Our present results show that H. rhamnoides fraction, like Aronia berries extract and grape seeds extract, displays a multiple effect that is on blood platelets. H. rhamnoides fraction may modulate the signal transduction in different, sometimes opposite, pathways. Firstly, it causes changes in reactive oxygen species level in platelets. Secondly, it modulates the arachidonic acid metabolism (probably by the inhibition of cyclooxygenase activity). However, it may also change the expression of receptors or activity of various enzymes involved in platelet activation.

The fraction of H. rhamnoides fruits in comparison to a well-known Aronia berries may be a good source of active substances for pharmacological or cosmetic applications. From an economic point of view, it is true that H. rhamnoides fruits purchase price is about four times higher than Aronia berries price, but the yield per hectare of H. rhamnoides fruits is four times larger at the same time. Our preliminary studies show that the H. rhamnoides leaves contain qualitatively the same compounds as their fruits. As fruits are harvested together with leaves and branches, on which they grow, there is a possibility of obtaining additionally phenolic compounds from leaves as a production waste.

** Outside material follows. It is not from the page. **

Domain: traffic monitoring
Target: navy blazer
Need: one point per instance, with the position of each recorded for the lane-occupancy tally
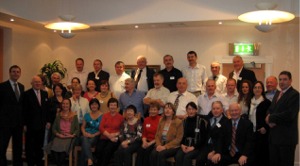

Our study demonstrates that H. rhamnoides fruits could be used as a natural source of antioxidants and compounds with antiplatelet activity to prevent and/or cure disorders associated with oxidative stress and changes in platelet activation. Moreover, it gives hope for the development of new diet supplements, and so experiments with the fruit of H. rhamnoides should be continued. We plan to identify individual or groups of phenolic compounds, which are responsible for the antioxidant and antiplatelet properties of H. rhamnoides fraction.

Conflict of Interests

The authors declare no conflict of interests.


This work was supported by Grant 506/1136 from the University of Łódź. The authors would also like to thank Katarzyna Lipska and Marek Pawlonka from VF-Concept company (Janów Lubelski, Poland) for providing the sea buckthorn fruits.